Goulets d’étranglement mondiaux 

Quelle sont donc les causes de ces perturbations dans les chaînes d’approvisionnement, qui plombent l’économie mondiale? Christoph Wolleb, directeur de la gestion des chaînes d’approvisionnement et des opérations chez KPMG Suisse, identifie trois causes principales: les pénuries de matières premières essentielles, les problèmes de logistique – notamment le manque de navires et de conteneurs – et les fermetures d’usines en Asie dues aux restrictions sanitaires. 

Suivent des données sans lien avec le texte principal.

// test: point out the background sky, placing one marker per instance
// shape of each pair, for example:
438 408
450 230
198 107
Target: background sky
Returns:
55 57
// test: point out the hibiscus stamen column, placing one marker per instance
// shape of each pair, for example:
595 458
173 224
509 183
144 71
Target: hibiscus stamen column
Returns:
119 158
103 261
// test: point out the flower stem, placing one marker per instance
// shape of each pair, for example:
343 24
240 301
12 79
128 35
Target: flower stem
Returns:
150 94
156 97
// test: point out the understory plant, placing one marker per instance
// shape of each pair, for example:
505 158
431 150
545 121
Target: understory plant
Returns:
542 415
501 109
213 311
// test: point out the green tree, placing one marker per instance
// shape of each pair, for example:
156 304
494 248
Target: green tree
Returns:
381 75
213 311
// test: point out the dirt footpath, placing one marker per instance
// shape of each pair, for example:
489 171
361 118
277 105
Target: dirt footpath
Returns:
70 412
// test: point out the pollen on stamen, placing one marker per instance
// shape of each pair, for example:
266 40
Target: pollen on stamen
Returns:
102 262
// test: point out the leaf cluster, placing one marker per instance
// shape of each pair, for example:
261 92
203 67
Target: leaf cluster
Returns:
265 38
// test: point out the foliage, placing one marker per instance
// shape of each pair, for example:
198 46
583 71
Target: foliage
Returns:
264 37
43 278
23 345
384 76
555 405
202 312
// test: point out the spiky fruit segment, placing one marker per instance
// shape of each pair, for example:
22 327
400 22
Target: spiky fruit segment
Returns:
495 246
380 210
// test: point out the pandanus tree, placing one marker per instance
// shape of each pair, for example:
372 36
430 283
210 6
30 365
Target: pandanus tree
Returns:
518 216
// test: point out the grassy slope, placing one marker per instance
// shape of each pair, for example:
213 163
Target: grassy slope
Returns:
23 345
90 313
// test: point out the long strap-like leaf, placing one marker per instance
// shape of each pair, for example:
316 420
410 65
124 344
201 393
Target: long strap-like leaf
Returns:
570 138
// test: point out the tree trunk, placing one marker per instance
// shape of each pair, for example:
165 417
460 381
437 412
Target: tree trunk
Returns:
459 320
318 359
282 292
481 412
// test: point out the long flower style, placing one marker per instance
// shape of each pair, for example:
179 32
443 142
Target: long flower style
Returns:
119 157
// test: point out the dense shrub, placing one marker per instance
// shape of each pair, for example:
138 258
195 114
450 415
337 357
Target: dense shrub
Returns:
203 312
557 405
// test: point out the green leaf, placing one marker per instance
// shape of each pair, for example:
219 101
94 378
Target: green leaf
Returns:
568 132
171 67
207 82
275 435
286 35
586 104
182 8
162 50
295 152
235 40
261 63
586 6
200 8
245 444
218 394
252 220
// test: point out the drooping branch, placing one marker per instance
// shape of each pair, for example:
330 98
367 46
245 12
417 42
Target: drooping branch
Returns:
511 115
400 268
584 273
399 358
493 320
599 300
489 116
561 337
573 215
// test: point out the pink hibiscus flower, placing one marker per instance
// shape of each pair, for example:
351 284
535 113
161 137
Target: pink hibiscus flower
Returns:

«La fermeture d’une usine pendant une semaine ne signifie pas que les entreprises devront attendre une semaine de plus pour obtenir des produits, explique-t-il. Cela désorganise l’ensemble de la chaîne d’approvisionnement et la reprise prend dix fois plus de temps que la perturbation.»

Comme la majeure partie de l’Europe, la Suisse subit encore les effets des fermetures de ports liées à la pandémie dans le monde entier, les pays ayant imposé des confinements pour enrayer la propagation du virus. Les ports de la région Asie-Pacifique et des États-Unis sont toujours confrontés à des arriérés et à des embouteillages, ce qui a entraîné une pénurie mondiale de conteneurs d’expédition et a rendu plus difficile et plus coûteux le transport de marchandises par voie maritime de l’Asie vers l’Europe. 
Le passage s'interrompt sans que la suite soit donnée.